The inspection should include at minimum:
- Battery state-of-health diagnostic scan. Every major EV platform exposes battery SOC and capacity data through the OBD2 port or manufacturer diagnostic tools. A three-year-old vehicle should retain 90%+ of original capacity; a five-year-old should retain 85%+. Substantially worse numbers indicate either platform issues or abuse.
- Tire condition and wear pattern analysis. Uneven wear indicates alignment issues or aggressive cornering. Mismatched tire brands or sizes across axles indicates the owner cut corners on replacement. Season-inappropriate tires (summer tires year-round, worn-out all-seasons in snow regions) indicate poor upkeep broadly. Tire tread depth and rotation history are among the most reliable diagnostics of overall owner care — a well-maintained vehicle almost always has well-maintained tires.
- Service record review. Ask for complete service history. Dealer-stamped maintenance logs, software update records, and any warranty claims filed. Gaps in the service history matter. Multiple address changes in the service records may indicate the vehicle traveled between owners faster than typical — worth investigating why.
- Visual inspection for signs of abuse. Undercarriage damage, curb rash, curb-struck wheels, aftermarket modifications without documentation, and signs of collision repair not disclosed by the seller.
- Recall campaign completion verification. Run the specific VIN through the regulator databases linked above. Every applicable recall campaign should show "remedy completed" status. If campaigns are outstanding, get them completed before taking possession — campaigns that were not completed by the previous owner may transfer to you as the new registered owner.
Manufacturer maintenance requirements matter for warranty
EV manufacturers typically require specific inspections at defined intervals — often every 12 or 24 months — as a condition of full warranty coverage. These include brake fluid changes, cabin filter replacements, coolant system inspections, tire rotations, and software updates. Owners who neglect these requirements may have warranty claims denied even for issues entirely unrelated to the neglected item.
Check the specific owner's manual for your BMW i3 to understand what inspections are required and when. A vehicle with a complete documented inspection history is measurably more valuable — and lower risk — than an otherwise identical vehicle without maintenance records. When buying used, verify the service history yourself with the manufacturer's dealer network; don't rely solely on what the seller tells you.
What this rating means, specifically
A high failure index score indicates that the category of vehicle (this model, this year, this platform) carries elevated risk relative to alternatives. It does not mean any specific 2022 BMW i3 you encounter will fail. Conversely, a low failure index score does not guarantee a specific well-maintained vehicle is risk-free — a neglected low-risk vehicle can easily be worse than a well-maintained high-risk vehicle.

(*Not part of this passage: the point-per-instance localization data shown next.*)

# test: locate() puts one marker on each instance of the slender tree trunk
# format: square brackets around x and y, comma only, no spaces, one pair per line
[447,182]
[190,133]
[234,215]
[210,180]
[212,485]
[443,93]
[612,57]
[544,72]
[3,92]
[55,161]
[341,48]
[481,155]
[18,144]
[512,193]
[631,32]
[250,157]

The rating is a starting point for due diligence, not a substitute for it.
This rating is an editorial assessment based on publicly available data and is not a safety rating, reliability guarantee, or buying recommendation. Individual vehicle condition varies substantially based on owner maintenance, driving style, charging habits, and environmental exposure. A high risk score does not predict failure of any specific vehicle, and a low risk score does not guarantee reliability. Always commission a pre-purchase inspection from a qualified EV technician, verify recall completion through the manufacturer and relevant regulator, and review complete service history before any significant purchase decision.